Amide imidic tautomerism
Imine -enamine tautomerism
Azo - hydrazo tautomerism
Azo compounds with an enolizable hydrogen atom on the α - carbon atom adjacent to the azo group are in equilibrium with the hydrazo form. In this case, the equilibrium usually lies predominantly on the side of the hydrazo form.
Tautomerism in tetrazoles
Tautomeric equilibrium of the heteroaromatic 1H- tetrazoles and 2H- tetrazoles as compared with 5H- tetrazole (right):
Lactam lactim tautomerism
Thiolactam - Thiolactim tautomerism
Ring-chain equilibria
Oxy - cyclo - tautomerism
Long-chain oxo compounds are cyclic ether could form. Example is the hemiacetal cyclo - tautomerism. Hemiacetals result in an addition reaction of alcohols to carbonyl compounds. If a molecule contains a hydroxyl group, which is far enough away from the carbonyl group, there may be a reaction within the molecule for ring closure. Here, the carbonyl oxygen is replaced by the proton of the hydroxyl group and, because of that the hydroxyl group. Ring closure is effected by the formation of a bond between the negatively polarized oxygen remote hydroxy group and the positively polarized carbon of the carbonyl group. Between the open-chain Aldhehyd or keto form and the ring form in aqueous solution is an equilibrium. This is the case for all aldo- and keto- pentoses and hexoses in aqueous solution.

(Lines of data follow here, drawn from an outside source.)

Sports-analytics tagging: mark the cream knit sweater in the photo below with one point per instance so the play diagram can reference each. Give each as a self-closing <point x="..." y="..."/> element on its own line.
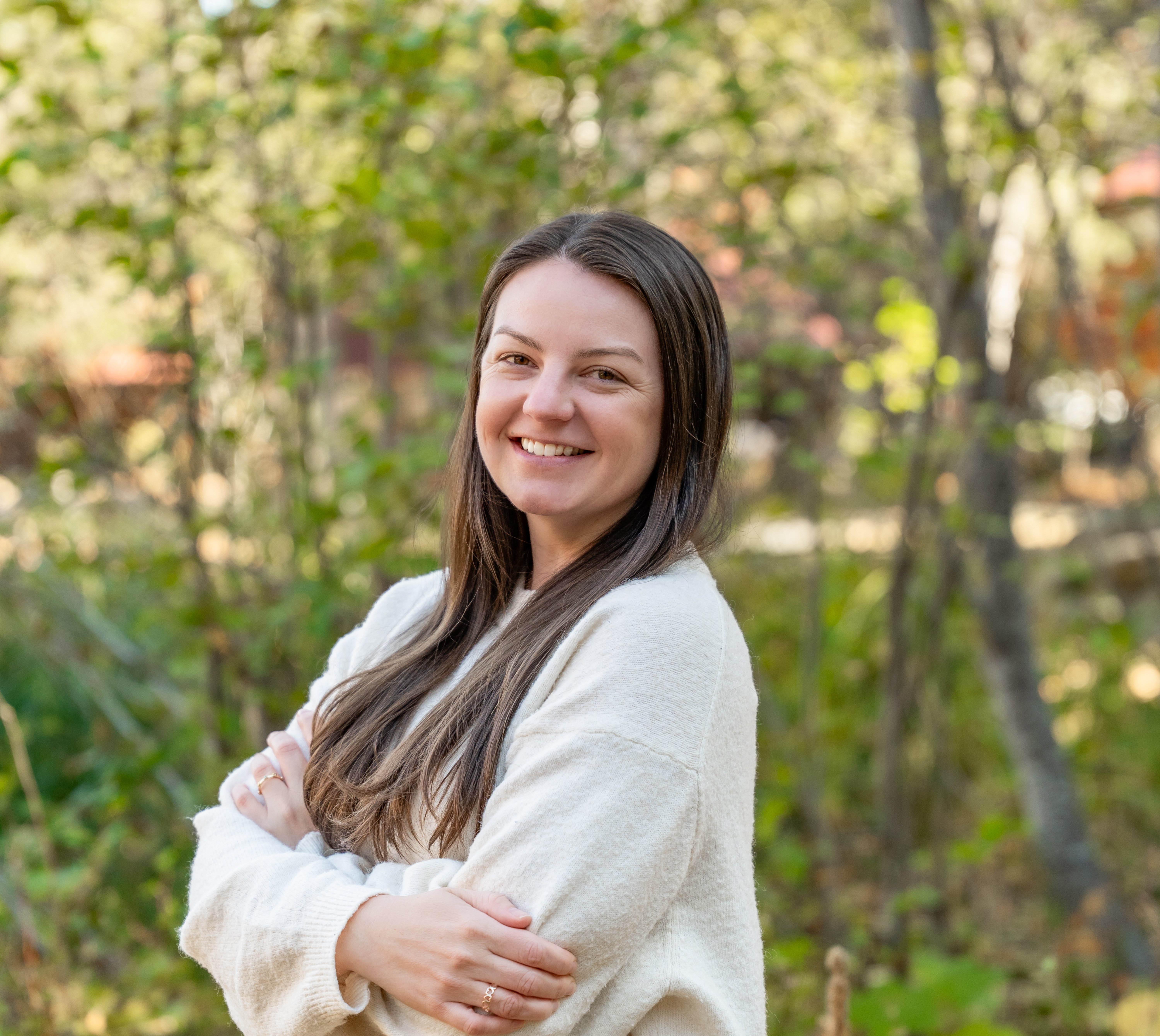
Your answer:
<point x="622" y="821"/>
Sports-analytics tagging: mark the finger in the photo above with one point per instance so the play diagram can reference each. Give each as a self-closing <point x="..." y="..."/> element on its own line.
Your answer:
<point x="306" y="719"/>
<point x="496" y="906"/>
<point x="506" y="1004"/>
<point x="531" y="951"/>
<point x="248" y="806"/>
<point x="528" y="982"/>
<point x="289" y="755"/>
<point x="466" y="1020"/>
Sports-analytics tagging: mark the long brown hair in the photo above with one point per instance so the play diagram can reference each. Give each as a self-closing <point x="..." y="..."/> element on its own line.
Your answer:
<point x="367" y="775"/>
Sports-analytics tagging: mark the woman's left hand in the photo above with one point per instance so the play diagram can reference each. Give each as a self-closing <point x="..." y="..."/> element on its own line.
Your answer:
<point x="285" y="813"/>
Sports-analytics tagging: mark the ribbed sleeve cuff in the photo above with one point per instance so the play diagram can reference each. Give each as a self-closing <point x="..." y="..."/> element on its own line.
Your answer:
<point x="324" y="919"/>
<point x="313" y="843"/>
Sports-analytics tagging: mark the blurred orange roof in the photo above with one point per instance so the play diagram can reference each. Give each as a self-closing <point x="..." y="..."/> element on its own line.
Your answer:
<point x="1139" y="178"/>
<point x="136" y="367"/>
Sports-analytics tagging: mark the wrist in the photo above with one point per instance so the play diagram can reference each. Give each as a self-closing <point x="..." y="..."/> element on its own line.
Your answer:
<point x="353" y="938"/>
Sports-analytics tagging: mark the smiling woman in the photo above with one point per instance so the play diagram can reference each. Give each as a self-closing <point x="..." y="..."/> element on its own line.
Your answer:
<point x="530" y="789"/>
<point x="572" y="371"/>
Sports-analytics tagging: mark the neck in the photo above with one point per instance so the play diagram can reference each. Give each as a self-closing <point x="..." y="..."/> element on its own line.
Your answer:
<point x="556" y="545"/>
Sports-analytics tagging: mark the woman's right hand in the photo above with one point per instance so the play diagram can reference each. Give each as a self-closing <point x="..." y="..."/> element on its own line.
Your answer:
<point x="439" y="953"/>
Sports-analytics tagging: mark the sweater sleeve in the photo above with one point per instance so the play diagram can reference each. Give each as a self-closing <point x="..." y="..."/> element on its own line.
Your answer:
<point x="593" y="829"/>
<point x="265" y="919"/>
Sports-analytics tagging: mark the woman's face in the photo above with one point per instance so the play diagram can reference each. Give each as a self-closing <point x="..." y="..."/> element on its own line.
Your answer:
<point x="570" y="400"/>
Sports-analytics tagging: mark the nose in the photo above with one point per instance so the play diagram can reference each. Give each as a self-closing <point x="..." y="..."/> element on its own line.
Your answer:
<point x="550" y="400"/>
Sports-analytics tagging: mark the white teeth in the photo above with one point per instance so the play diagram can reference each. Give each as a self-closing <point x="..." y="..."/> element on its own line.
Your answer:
<point x="549" y="449"/>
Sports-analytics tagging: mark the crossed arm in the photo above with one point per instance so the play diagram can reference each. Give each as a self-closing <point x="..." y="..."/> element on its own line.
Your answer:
<point x="438" y="952"/>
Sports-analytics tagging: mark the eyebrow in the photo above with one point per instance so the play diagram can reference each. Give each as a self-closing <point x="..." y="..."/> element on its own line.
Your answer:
<point x="584" y="354"/>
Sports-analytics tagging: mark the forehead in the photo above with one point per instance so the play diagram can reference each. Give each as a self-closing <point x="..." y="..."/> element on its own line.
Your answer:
<point x="563" y="306"/>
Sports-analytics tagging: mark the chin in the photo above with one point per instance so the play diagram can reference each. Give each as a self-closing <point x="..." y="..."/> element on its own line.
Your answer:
<point x="543" y="505"/>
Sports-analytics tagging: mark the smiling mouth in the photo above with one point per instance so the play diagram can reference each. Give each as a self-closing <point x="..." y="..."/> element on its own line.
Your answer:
<point x="550" y="449"/>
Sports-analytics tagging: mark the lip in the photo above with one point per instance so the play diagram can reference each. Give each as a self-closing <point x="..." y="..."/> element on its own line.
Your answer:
<point x="533" y="458"/>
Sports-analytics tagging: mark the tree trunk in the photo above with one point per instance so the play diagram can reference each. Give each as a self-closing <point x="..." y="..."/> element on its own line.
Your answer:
<point x="1049" y="795"/>
<point x="813" y="766"/>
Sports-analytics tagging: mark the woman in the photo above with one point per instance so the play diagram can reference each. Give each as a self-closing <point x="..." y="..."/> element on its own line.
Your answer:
<point x="564" y="716"/>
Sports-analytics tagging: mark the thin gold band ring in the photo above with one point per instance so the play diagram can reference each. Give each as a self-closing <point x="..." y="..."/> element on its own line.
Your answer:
<point x="270" y="778"/>
<point x="487" y="1006"/>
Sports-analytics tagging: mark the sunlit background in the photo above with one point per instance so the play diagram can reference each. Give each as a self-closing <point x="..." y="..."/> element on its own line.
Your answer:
<point x="241" y="251"/>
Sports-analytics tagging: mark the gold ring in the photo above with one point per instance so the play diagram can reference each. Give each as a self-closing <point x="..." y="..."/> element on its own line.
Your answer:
<point x="487" y="1006"/>
<point x="269" y="778"/>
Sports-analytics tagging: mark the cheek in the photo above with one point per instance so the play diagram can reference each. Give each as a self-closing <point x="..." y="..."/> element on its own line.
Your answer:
<point x="492" y="411"/>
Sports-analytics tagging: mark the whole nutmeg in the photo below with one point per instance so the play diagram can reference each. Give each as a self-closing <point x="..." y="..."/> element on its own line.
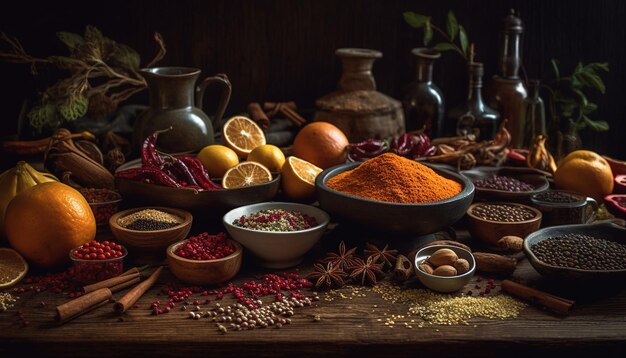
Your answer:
<point x="445" y="270"/>
<point x="461" y="266"/>
<point x="443" y="257"/>
<point x="425" y="267"/>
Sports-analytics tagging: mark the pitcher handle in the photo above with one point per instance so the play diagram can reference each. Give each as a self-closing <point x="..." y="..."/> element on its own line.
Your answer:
<point x="222" y="80"/>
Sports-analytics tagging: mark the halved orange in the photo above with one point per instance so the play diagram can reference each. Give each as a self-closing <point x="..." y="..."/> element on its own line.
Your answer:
<point x="298" y="181"/>
<point x="246" y="174"/>
<point x="13" y="267"/>
<point x="242" y="135"/>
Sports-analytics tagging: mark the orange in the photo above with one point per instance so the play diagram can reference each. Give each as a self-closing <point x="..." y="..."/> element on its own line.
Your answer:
<point x="298" y="179"/>
<point x="321" y="144"/>
<point x="217" y="159"/>
<point x="46" y="221"/>
<point x="13" y="267"/>
<point x="242" y="135"/>
<point x="585" y="172"/>
<point x="269" y="155"/>
<point x="246" y="174"/>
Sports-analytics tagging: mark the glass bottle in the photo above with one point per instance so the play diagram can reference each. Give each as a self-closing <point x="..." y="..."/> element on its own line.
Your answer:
<point x="474" y="117"/>
<point x="533" y="115"/>
<point x="423" y="103"/>
<point x="506" y="92"/>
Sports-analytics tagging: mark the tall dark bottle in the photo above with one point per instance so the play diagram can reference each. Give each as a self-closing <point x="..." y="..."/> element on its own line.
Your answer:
<point x="423" y="102"/>
<point x="474" y="117"/>
<point x="506" y="92"/>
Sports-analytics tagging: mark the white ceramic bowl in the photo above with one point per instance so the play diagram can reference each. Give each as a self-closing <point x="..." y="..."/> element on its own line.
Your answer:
<point x="440" y="283"/>
<point x="275" y="249"/>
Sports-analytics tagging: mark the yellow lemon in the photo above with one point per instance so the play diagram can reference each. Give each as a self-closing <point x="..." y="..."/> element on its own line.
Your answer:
<point x="217" y="159"/>
<point x="269" y="155"/>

(see ATP and RNA, see also glucose and fructose)
Tropanol - Cycloheptanone tautomerism
(1R )-1- Tropanol is (R) - (methylamino ) cycloheptanone in a tautomeric equilibrium:
Anionotropie
Such butenols: 3-hydroxy -1-butene is 1 -hydroxy-2 -butene ( crotyl alcohol ) in a tautomeric equilibrium, when it is heated with dilute sulfuric acid at 100 ° C for several hours ( equilibrium ratio 3: 7). This corresponds to only formally a Anionotropie tautomerism in which a hydroxide anion changes its position. The actual reaction mechanism is that initially the hydroxy group is protonated, and then split off as water molecule. What remains is a resonance-stabilized carbenium ion, which is polarized positive at the first and third carbon atom. On one of the two carbon atoms of a water molecule can bind, which is to the hydroxyl group again by elimination of a proton.
Dyadic tautomerism
In the dyadic tautomerism (from gr dyas = duality ) there will be a proton migration between neighboring atoms.